Pour des raisons historiques, les pays du Maghreb ont créé leurs propres industries, protégées par des barrières tarifaires et non tarifaires. Certaines industries sont par conséquent surdimensionnées ou n'ont aucune possibilité d'expansion. Elles sont limitées à l'espace national, mais elles sont beaucoup plus concurrentes que complémentaires vis-à-vis des marchés extérieurs. N'oublions pas que l'ensemble des économies maghrébines atteint à peine le niveau du Produit intérieur d'un pays européen moyen. Ce morcellement du marché, non seulement limite le développement économique, mais décourage certains investisseurs nationaux et étrangers.

Il faut donc œuvrer sérieusement à une intégration régionale puisque, en raison de la nature des produits et des caractéristiques du marché, vous êtes probablement, chacun d'entre vous, mieux placés que d'autres pour exporter dans les marchés limitrophes.

Vous vous souvenez peut-être qu'il y a quelques années, à l'aube de la création du marché unique, la Commission avait examiné le coût de ce que serait la « Non Europe ». Il conviendrait que vous vous interrogiez de votre côté sur le coût du « Non Maghreb ». Ce coût est certainement élevé en termes d'échanges commerciaux et d'investissements, se traduisant en une quantité importante de postes de travail qui ne sont pas créés chaque année faute d'intégration régionale.

Cette nécessité d'une coopération maghrébine est de plus en plus perçue par vos gouvernements. Je crois également qu'un nombre croissant de citoyens des pays du Maghreb en éprouvent aussi de plus en plus le besoin. Quant au cadre dans lequel cette coopération doit se réaliser, il vous appartient évidemment de le définir.

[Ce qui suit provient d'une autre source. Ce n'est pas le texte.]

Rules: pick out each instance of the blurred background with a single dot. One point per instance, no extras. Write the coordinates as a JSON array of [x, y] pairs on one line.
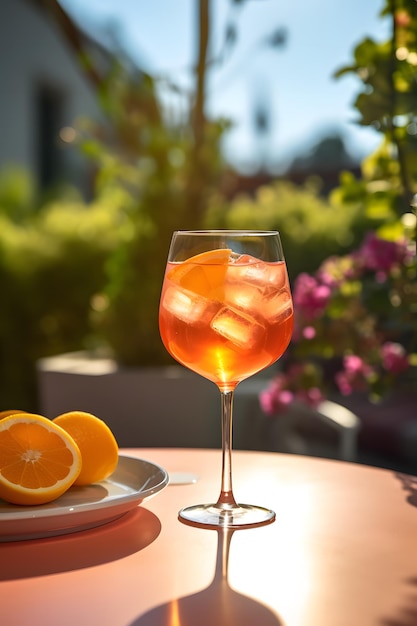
[[121, 122]]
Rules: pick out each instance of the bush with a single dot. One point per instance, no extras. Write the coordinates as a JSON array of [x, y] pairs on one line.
[[52, 263], [311, 227]]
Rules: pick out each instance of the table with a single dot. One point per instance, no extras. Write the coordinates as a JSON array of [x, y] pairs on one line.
[[342, 552]]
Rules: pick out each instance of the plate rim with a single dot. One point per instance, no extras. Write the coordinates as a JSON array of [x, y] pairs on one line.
[[37, 512]]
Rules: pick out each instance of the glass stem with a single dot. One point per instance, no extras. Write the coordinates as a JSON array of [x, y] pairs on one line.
[[226, 499]]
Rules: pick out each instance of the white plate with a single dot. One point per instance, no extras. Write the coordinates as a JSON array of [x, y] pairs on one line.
[[81, 508]]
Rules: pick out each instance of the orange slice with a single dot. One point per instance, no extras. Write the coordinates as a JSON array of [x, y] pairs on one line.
[[97, 444], [9, 412], [39, 461], [203, 273]]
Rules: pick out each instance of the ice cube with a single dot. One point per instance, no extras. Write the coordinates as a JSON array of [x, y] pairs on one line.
[[187, 306], [239, 328], [277, 305]]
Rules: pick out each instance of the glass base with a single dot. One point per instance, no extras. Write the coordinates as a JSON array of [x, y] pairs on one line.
[[217, 516]]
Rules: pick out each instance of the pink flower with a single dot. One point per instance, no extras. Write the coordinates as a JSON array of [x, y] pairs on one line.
[[312, 396], [394, 358], [310, 296], [355, 375], [275, 399]]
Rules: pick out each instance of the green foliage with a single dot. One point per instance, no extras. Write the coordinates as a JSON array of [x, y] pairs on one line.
[[51, 266], [166, 177], [311, 227]]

L'Union du Maghreb Arabe (UMA) constitue un cadre global et naturel pour cette coopération, dont les structures devraient néanmoins être renforcées. La déclaration d'Agadir constitue un autre cadre, moins global et essentiellement commercial. A mon avis, aucun de ces deux cadres n'exclut pas l'autre. Dans le cadre régional de l'UMA, pourraient être mises sur pied des coopérations concrètes, notamment dans le domaine des transports et de l'énergie.

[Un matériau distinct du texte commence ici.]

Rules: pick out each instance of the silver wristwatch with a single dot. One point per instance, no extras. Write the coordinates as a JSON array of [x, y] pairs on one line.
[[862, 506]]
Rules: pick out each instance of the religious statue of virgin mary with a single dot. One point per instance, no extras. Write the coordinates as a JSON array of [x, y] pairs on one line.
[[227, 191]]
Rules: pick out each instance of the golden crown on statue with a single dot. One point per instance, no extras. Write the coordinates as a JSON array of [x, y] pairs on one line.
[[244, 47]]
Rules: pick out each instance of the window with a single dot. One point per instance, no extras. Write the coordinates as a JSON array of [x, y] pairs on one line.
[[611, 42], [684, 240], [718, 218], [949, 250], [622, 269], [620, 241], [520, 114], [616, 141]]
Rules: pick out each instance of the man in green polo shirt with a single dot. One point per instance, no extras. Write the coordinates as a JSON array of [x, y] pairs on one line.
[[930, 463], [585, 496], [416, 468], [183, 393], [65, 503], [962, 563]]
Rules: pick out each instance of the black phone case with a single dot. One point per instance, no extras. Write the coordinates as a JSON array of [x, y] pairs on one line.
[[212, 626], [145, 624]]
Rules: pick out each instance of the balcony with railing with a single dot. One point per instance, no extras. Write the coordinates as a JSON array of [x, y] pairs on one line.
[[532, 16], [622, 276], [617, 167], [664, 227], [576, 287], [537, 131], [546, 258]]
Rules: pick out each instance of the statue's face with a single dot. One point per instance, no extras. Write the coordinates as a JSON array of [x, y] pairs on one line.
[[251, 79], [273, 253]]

Madame Loyola de Palacio, lors de sa visite récente en Algérie, a donné des orientations sur une telle coopération, que nous sommes prêts à soutenir politiquement, financièrement et techniquement, si vous et vos voisins en exprimez le souhait.

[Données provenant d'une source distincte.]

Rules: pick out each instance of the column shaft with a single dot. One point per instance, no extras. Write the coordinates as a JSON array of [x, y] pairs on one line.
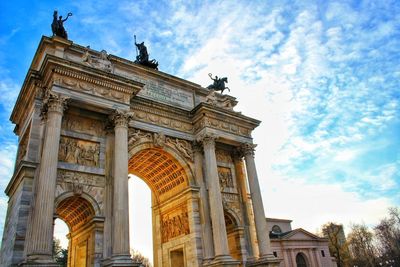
[[41, 242], [208, 247], [120, 195], [220, 238], [258, 207]]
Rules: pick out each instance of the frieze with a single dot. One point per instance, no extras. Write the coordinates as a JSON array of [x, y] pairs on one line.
[[165, 121], [175, 223], [224, 125], [66, 176], [81, 82], [83, 125], [79, 151]]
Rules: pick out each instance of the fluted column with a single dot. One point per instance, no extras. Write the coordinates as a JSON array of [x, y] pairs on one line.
[[208, 247], [241, 178], [220, 238], [39, 247], [120, 227], [258, 207]]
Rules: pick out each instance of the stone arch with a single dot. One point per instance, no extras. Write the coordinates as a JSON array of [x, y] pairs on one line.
[[302, 260], [170, 163], [83, 195]]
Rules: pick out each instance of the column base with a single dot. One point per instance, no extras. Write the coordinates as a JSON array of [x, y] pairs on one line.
[[39, 260], [223, 261], [265, 261], [120, 261]]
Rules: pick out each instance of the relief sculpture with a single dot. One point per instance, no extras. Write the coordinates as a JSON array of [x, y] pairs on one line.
[[225, 177], [83, 125], [79, 152], [175, 224]]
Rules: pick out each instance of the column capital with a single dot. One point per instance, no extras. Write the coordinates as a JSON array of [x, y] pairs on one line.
[[197, 146], [248, 149], [207, 139], [121, 118], [53, 102]]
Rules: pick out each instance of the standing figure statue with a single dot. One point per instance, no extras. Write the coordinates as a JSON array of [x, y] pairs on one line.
[[57, 27], [143, 57], [218, 84]]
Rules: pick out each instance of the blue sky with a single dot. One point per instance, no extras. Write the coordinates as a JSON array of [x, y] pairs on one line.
[[323, 76]]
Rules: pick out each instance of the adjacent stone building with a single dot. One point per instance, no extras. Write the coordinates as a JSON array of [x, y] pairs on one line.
[[298, 248]]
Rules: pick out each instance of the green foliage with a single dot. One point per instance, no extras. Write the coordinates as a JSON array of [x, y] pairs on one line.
[[60, 254], [140, 258]]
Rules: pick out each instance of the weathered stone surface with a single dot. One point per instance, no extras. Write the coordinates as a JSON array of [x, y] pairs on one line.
[[122, 118]]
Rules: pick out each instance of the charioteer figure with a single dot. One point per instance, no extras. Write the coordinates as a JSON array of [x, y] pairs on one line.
[[143, 57], [57, 27], [218, 84]]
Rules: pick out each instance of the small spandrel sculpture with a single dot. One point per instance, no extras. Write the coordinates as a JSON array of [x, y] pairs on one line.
[[142, 57], [218, 84], [57, 27]]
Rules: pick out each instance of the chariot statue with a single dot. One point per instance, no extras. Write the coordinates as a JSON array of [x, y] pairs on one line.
[[142, 57], [57, 27], [219, 84]]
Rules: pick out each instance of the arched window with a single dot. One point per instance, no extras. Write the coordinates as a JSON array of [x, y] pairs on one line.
[[276, 229], [300, 260]]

J'ai aussi remarqué les nouvelles perspectives de coopération que vous envisagez avec le Maroc. Ils est clair que si ces perspectives se traduisaient dans des initiatives concrètes, nous serions aussi disposés à les accompagner.

Mesdames et Messieurs,

Dans le contexte que je viens de décrire, celui de la globalisation solidaire et d'un régionalisme renouvelé, nous devons réfléchir aux moyens de consolider ensemble les efforts que vous avez entrepris pour approfondir votre démocratie et pour en réformer les structures économiques.

Lors de ma première visite, nous avions pris deux engagements concernant nos relations bilatérales.

Le premier était d'achever, avant la fin de 2001, la négociation d'un accord d'association entre l'Algérie et l'Union européenne. Le second était de relancer la coopération financière. Ces deux engagements ont été tenus.

L'accord d'association a été paraphé en décembre 2001 à Bruxelles en présence du Président Bouteflika et a été signé lors du sommet Euro-Méditerranéen de Valence, en avril 2002.

Vous serez appelés bientôt, Mesdames et Messieurs les Sénateurs algériens, à examiner en détail cet accord afin de le ratifier. J'attire votre attention sur le fait que cet accord établira une coopération étendue dans tous les domaines, un partenariat euro-algérien politique, économique, social et culturel.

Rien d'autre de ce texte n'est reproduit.